I slept in until noon. I didn’t get up because I was getting hungry, but because I needed to shower. It’s August in Columbus, Ohio and that means it’s really effing hot. Especially for those of us who sleep in lofted beds. See, that means I’m higher off the ground and well, heat rises, so I get pretty hot in my bed.
Heat and summer and August aside, I think I made a good decision by staying home today to do nothing. Literally nothing. I did go and get a burrito and a soda to satisfy my glutton and sugar addiction, but that only requires a fifteen minute car ride and a swipe of my credit card. Nothing too difficult there. As I was munching on my burrito and watching some show that I downloaded, I realized that if I had all the wealth and power in the world, my day would not have been any different. That was the first epiphany of the lazy day.
The movie Office Space may ring a bell here; however, I think I fall on a deeper level than Ron Livingston.
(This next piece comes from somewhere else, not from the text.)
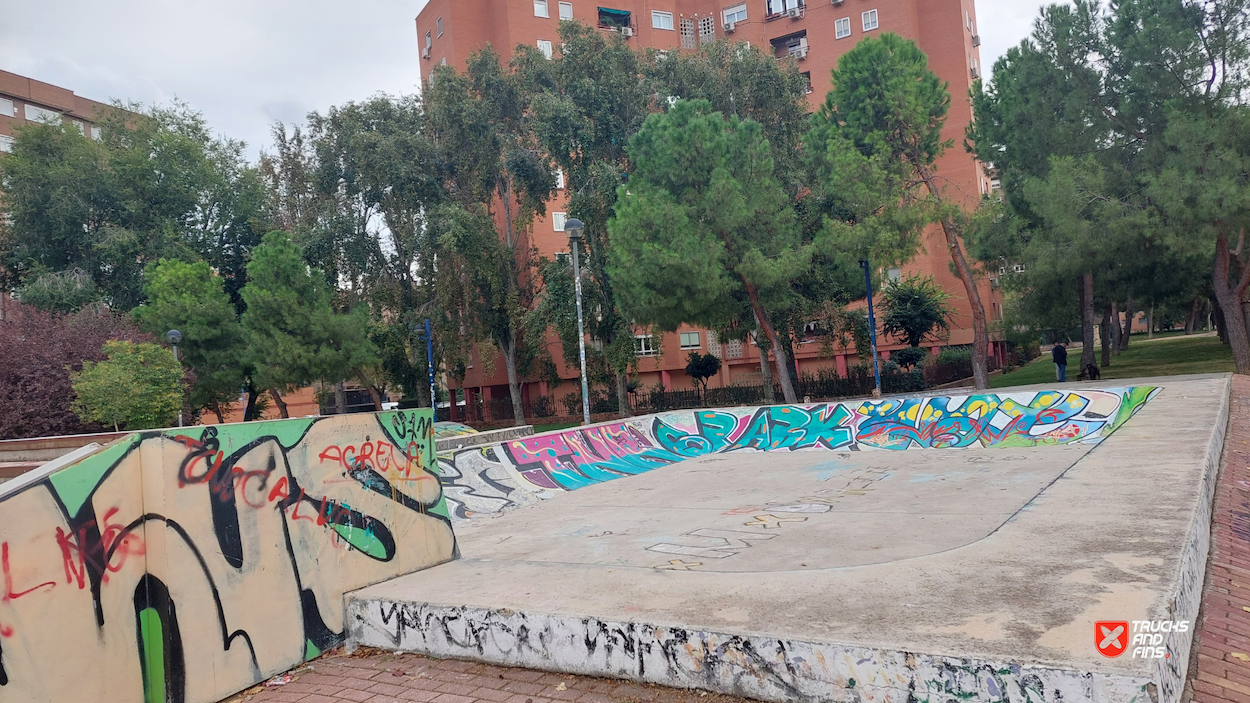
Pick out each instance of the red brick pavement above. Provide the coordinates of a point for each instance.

At the end of the movie, Peter was actually doing something. I, on the other hand, don’t want to do anything. Ever. The challenge behind this quest is that while I don’t want to do anything, I still want to get paid; I still want to make money. Rent and bills still need to be paid, there are some video games that need to be purchased, and a car may need to be bought in the future. So the ultimate question becomes: How do I do nothing and still make money? Humans have been seeking this answer for decades, maybe even centuries and I want to find the answer. I think it’s a lot harder to be lazy than what it seems. The ground work must be laid for laziness to occur and that ground work is costly, time-consuming, and difficult.
In the end, if done correctly, it must be worth it. Look at me; I’m already wondering if I can do the same thing tomorrow morning. It would be stupid to try, but my mind is already wandering there. It wants to stay home, sleep until one or two in the afternoon, and then play video games and watch movies or read and maybe type some stupid soliloquy about life. Today has been a good, lazy day. Unfortunately, I can’t repeat it yet. I still don’t know the answer to the ultimate lazy question. I’ll keep looking though.
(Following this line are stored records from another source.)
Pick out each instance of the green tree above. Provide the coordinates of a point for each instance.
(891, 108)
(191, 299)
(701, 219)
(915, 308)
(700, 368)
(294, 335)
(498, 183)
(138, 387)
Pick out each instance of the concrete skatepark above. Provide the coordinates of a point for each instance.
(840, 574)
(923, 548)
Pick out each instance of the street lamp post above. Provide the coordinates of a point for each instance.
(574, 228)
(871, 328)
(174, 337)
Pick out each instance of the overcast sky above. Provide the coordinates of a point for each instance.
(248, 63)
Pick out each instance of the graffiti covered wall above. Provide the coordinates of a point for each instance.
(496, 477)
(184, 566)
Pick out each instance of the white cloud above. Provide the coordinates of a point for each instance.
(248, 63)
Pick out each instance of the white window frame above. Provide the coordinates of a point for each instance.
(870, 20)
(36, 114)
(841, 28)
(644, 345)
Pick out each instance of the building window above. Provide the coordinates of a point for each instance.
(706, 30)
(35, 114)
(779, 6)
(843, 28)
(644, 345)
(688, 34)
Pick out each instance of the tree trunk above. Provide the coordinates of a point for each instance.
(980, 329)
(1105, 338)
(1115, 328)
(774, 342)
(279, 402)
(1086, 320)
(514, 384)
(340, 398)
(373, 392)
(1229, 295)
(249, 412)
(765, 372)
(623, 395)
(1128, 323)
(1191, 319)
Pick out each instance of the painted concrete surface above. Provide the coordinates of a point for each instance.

And why is it so effing hot in August. Rhetorical question there. Doesn’t change anything. It’s still hot and I hate summer. The perfect solution for hot summer nights is a long, cold shower where I can shiver and think and pray. Yes, I actually pray all the time in the shower. Plus, the shower is a great place to begin another day of August. If there is one piece of truth out of this entire collection of bits and bytes, it’s that I will never name my daughter after this cursed, hellish month.